Ground posts–or posts that are seated in concrete below ground level–are notorious for working themselves loose over time. Whether a ground post is holding up a mailbox, a section of fence, or a porch handrail, leverage will eventually cause it to sag or wobble.
This article will show you one great trick for making your ground posts as strong as possible! I’ve included a short video tutorial as well.
(The ground post I’m strengthening in this project happens to be holding up the lower end of a handrail, but it’s important to note that this trick will work for any situation where you’re seating posts below grade in concrete bases.)
Drill (or) Driver
4×4 Treated Post
3″ Exterior Screws
50 lb. Bag Concrete
(Tools and materials are linked below strictly for informational purposes–no marketing revenue is generated through these links.)
1. Why Posts Wobble
It’s rare that I grab a handrail leading down a flight of exterior steps and don’t feel it shake in my hand. This is because posts situated in the ground typically have far less support than posts attached to structural portions of a deck, porch or house.
These ground posts are at least partially anchored in concrete bases. As the posts shrink, or experience too much leverage from people leaning on the handrail, they tend to loosen the bond of the concrete surrounding them. This effect only worsens as both concrete and post continue to erode over time.
The technique I’m going to show is a really great trick for preventing this problem. And it only requires a handful of exterior screws!
2. Mark Ground Level On Post
I’m pre-supposing here that the hole for your post has already been dug, and the post has been cut to length. (As a general rule, you want up to 1/3 of the post height situated below ground level. I tend to make mine at least 20″ deep.)
Just drop the post into the hole and make sure it’s standing vertically. Use a pencil to draw a line on all four faces of the post at ground level. Then, lift the post back out and find a good place to lay it down, preferably on a work table.
3. Partially Drill Screws Into Post
With the post lying horizontally, begin embedding 3″ exterior screws into the wall of the post below your ground level mark using a drill or impact driver. You only want to sink the screws about halfway, and ideally you want to drive them at a bit of an angle.
Use two or three screws for each side of the post. If your post has to sit up against brick stairs, or wooden stair stringers, be sure to avoid embedding screws on that side of the post. They will prevent it from sitting flush to the structure.
For any free-standing posts out in the yard, and especially for fence posts, you can feel free to embed screws into all faces of the post.

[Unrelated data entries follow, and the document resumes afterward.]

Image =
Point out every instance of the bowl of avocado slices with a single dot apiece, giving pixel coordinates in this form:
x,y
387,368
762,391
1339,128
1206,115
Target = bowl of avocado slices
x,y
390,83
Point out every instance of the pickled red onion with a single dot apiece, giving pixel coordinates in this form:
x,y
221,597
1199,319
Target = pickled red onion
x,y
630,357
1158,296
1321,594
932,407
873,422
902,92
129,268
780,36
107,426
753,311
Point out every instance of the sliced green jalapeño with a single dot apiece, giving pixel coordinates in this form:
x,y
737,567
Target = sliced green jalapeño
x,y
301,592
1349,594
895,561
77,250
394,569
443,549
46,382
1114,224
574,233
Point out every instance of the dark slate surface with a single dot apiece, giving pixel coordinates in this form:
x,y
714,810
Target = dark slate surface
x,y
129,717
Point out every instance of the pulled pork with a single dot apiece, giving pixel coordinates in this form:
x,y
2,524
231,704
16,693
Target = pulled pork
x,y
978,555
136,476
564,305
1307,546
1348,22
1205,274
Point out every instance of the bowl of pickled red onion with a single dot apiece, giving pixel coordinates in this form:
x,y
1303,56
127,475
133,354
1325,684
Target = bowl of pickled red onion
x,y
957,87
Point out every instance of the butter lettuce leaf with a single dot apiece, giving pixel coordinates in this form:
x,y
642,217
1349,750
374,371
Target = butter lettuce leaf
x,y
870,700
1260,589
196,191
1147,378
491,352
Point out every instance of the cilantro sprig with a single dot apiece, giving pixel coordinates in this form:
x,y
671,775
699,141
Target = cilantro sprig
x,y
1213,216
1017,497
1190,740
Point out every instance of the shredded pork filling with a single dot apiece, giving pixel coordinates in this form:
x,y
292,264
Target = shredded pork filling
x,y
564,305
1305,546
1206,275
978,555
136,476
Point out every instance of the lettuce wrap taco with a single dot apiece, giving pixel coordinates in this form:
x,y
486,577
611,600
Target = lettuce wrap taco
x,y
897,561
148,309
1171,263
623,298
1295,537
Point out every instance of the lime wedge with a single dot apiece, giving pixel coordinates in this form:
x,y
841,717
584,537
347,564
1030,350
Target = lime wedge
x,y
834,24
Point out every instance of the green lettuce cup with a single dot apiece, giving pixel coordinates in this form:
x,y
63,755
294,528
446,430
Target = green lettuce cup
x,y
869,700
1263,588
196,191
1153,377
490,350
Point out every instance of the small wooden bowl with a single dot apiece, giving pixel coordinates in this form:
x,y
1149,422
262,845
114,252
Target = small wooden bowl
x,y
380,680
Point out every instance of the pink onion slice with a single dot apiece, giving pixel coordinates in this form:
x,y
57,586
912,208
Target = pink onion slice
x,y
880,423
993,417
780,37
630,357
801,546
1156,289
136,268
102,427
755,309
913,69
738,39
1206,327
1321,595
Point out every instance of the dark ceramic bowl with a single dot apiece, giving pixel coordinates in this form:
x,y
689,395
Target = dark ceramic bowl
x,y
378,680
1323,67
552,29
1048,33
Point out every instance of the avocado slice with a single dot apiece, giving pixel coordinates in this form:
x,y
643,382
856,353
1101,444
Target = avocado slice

I call this process creating a “screw tree.” These exposed screw heads will provide anchoring points for the post when concrete is poured around it.
4. Set And Plumb Post
With your screw tree in place, you can go ahead and set the post back into the post hole. Make sure nothing is obstructing it from sitting where it needs to sit. Roots, rocks, and bits of masonry should be dug out or broken off to provide plenty of clearance.
Position the post upright, and check it for plumb. I like to use a post level to do this. The L-shaped tool has three spirit gauges. You just rubber band it to the post, and check the two bubbles that indicate plumb.
When you have the post where you want it, make sure it doesn’t move. You can tack a couple pieces of scrap lumber to with trim nails just hold it in place. (Later, they can easily be removed with a claw hammer.)
5. Pour Concrete
A lot of fence builders don’t even wet their concrete powder. They just pour it dry and then let ground water slowly seep into it over the next day or two. I like to speed up the process by pouring some water directly into the hole first, then dump them mixture down into it.
You can use a long pry bar to mix the two parts down in the hole. (This also helps force concrete down into little voids, making sure it is well compacted.) Do about half the needed amount at first, then add a little more until you’ve covered all the exposed screws.
Leave the surface of the concrete just below ground level so you can hide it with bark, mulch or grass. (Nobody likes unsightly blobs of concrete right at the entrance to their home.) But, use a margin trowel to slope the top edge of the concrete boot into a sort of cone. This will help shed water away from the post, preventing rot over time.
Just repeat this process for any posts anchored into the ground, then let the concrete mixtures set up for at least a day. When they’re ready, remove any temporary supports and test the railing for sturdiness.
I’ve always been amazed at how much stronger posts are with screw trees in place! And, as the post slowly dries out and shrinks, the screws will continue to ensure that the railing doesn’t lose its rigidity.